Levine and husband Hillel were instrumental in putting together the Yiddish theater slideshow.

“We talk about the actors and their lives and the characters they created, and what Yiddish theater gave to the immigrants,” Levine said recently over lunch.

“They saw on the stage, people like themselves,” she continued. “They saw on the stage new concepts, plays that exposed the old ways of matchmaking, dressing and doing business. They were taught, through these plays how not to be ‘green.'”

Levine laughed: “Actually, there are a whole slew of plays with the word ‘green’ in the title.”

The theater was more than an educational tool. It also provided a social outlet where new immigrants could meet and mingle with others like themselves.

Performances often were raucous affairs. A constant exchange between the audience and the actors took place. Music was used, even in serious plays, and often performances morphed into a community sing-along. Sheet music was sold at intermission, and people could buy the score and learn it at home.

The plots ranged from grandiose and operatic versions of Bible stories to tearjerkers, romances and slapstick comedy.

Then more serious playwrights like Jacob Gordin came along. Gordin was disgusted with the frivolous entertainment at Yiddish theaters, so he decided to write Yiddish versions of theatrical classics.

This ushered in the Golden Age of Yiddish theater, with actors and actresses whose popularity was, if limited to a certain population, not unlike that of the Hollywood stars of today.

One of those stars was Jacob Adler, a theater idol of the early 1900s. His performance in “The Yiddishe King Lear” was reputed to have been magnificent. In one performance, when Lear has been turned out by his daughters and is begging in the street, an audience member rose in his seat and declared: “For shame. Come home with me and I’ll take care of you.”
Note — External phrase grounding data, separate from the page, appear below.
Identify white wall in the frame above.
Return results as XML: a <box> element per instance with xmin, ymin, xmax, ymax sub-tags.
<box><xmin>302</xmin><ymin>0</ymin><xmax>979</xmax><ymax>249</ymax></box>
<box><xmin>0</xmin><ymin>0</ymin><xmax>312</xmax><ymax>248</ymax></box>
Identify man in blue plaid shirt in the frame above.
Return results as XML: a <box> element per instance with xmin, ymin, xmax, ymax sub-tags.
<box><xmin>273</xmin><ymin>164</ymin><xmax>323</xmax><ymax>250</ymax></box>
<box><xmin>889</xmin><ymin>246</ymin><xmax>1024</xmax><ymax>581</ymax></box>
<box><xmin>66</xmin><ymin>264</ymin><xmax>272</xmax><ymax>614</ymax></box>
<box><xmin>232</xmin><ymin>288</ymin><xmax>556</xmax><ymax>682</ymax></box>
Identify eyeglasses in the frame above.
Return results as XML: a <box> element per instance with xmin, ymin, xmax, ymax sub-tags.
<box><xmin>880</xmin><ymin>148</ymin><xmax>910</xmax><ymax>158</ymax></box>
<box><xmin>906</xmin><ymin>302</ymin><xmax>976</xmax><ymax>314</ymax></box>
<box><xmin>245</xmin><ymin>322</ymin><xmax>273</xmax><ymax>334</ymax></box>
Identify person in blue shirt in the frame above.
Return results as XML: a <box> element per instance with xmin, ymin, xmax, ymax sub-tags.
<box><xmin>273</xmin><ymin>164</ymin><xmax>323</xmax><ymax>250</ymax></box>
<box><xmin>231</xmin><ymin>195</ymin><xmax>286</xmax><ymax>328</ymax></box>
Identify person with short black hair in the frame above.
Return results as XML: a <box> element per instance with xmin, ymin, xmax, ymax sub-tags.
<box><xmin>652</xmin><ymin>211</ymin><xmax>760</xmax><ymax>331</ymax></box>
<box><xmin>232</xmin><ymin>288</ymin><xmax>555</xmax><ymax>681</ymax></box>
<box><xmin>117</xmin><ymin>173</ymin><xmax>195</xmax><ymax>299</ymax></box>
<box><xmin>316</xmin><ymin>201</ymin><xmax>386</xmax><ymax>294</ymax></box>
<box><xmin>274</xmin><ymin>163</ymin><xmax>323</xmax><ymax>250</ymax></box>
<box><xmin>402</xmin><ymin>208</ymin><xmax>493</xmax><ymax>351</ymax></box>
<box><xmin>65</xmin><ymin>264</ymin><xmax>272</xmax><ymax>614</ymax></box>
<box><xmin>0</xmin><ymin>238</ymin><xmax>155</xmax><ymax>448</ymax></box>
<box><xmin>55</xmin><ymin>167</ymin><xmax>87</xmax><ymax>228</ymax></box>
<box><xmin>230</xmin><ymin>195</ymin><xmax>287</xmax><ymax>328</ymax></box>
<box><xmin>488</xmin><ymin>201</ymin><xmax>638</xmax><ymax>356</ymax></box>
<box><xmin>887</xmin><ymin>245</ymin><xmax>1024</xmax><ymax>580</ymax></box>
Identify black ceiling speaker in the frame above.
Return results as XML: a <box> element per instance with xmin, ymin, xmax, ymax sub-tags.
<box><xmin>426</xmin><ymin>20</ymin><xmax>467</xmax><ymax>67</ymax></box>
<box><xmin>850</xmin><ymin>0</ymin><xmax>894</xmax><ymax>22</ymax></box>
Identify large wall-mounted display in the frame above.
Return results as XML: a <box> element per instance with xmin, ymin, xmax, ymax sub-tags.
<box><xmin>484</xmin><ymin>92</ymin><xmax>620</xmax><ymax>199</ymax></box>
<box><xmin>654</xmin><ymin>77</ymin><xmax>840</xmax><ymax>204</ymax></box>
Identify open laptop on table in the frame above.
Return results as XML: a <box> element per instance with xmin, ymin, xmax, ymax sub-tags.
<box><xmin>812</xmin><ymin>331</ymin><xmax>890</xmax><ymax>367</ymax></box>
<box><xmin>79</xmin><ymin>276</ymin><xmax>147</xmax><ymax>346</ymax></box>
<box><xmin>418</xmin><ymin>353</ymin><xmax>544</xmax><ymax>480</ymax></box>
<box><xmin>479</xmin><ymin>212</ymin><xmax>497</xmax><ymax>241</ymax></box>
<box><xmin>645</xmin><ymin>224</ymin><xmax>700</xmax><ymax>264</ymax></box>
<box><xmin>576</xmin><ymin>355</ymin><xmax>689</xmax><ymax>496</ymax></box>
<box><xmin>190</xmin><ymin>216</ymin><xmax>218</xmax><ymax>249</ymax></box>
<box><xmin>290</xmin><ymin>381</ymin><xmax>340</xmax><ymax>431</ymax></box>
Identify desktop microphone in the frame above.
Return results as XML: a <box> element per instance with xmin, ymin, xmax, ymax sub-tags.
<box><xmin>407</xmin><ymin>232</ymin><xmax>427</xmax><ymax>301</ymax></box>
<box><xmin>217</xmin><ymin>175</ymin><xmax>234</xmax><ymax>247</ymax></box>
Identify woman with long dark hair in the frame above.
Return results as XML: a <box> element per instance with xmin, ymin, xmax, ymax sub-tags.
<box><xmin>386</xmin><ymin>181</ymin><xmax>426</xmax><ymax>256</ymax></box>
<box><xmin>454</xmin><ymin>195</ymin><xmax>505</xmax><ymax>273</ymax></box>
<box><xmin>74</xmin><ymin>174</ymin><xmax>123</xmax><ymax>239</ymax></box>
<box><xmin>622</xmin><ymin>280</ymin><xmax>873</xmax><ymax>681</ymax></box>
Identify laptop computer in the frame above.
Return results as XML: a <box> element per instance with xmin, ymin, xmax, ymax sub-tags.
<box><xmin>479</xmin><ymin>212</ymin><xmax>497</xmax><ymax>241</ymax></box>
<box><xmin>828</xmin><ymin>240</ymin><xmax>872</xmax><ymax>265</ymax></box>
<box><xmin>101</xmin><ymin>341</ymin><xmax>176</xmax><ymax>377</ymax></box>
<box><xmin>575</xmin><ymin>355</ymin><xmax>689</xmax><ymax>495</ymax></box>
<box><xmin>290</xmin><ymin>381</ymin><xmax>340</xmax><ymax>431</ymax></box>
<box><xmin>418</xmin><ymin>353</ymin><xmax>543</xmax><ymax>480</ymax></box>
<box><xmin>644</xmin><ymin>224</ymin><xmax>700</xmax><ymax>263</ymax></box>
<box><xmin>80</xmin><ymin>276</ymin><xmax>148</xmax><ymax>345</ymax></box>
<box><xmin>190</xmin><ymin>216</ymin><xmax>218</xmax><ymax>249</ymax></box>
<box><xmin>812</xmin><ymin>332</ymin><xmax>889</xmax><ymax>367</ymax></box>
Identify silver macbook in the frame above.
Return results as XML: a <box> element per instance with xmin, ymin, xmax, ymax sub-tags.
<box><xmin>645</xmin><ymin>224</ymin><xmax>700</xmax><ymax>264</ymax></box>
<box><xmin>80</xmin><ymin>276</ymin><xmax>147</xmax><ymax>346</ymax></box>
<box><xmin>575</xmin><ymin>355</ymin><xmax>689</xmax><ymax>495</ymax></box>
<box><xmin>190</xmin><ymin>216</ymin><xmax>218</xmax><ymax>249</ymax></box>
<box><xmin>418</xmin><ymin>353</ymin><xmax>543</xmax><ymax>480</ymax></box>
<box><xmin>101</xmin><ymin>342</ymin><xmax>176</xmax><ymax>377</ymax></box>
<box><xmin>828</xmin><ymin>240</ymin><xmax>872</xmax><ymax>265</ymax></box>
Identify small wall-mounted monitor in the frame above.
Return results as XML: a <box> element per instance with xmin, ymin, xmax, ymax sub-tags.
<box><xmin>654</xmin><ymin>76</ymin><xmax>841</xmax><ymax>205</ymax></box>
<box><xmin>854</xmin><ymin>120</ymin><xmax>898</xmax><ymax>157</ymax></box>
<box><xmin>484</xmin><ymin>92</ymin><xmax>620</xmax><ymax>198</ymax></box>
Adler also played Shylock in “The Merchant of Venice” and, so great was the word-of-mouth that a Broadway producer came to the Lower East Side to see him. Adler was invited to come uptown and play the role on Broadway. “Ah, but I can only do it in Yiddish,” the actor said. And so he did, while the other members of the Broadway cast spoke Shakespeare’s lines in English, as they were written.

Boris Thomashefsky, an accomplished actor himself, is credited with bringing Yiddish theater to America. As a boy of 12, working in a cigarette sweatshop, he heard his fellow workers singing songs from the Yiddish theater in the Old Country and fell in love with them, Levine related.

After convincing a Lower East Side tavern owner to finance some actors to come over from Europe, he formed a troupe and announced the opening play, titled “The Witch.” The “uptown Jews,” who felt themselves thoroughly Americanized and objected to a performance in Yiddish, attempted a little sabotage.

The leading lady was bribed to fake a sore throat and refuse to perform. According to his grandson San Francisco Symphony Music Director Michael Tilson Thomas — young Boris put on a woman’s costume, with padding in all the right places, and went on in her place.

Other stories involve actors who went beyond the Yiddish theater to broader fame: Molly Picon, Paul Muni and a very young Walter Matthau. Not only did the Yiddish theater exert a great influence on the American theater at large, it spawned an entire generation of Jewish comics.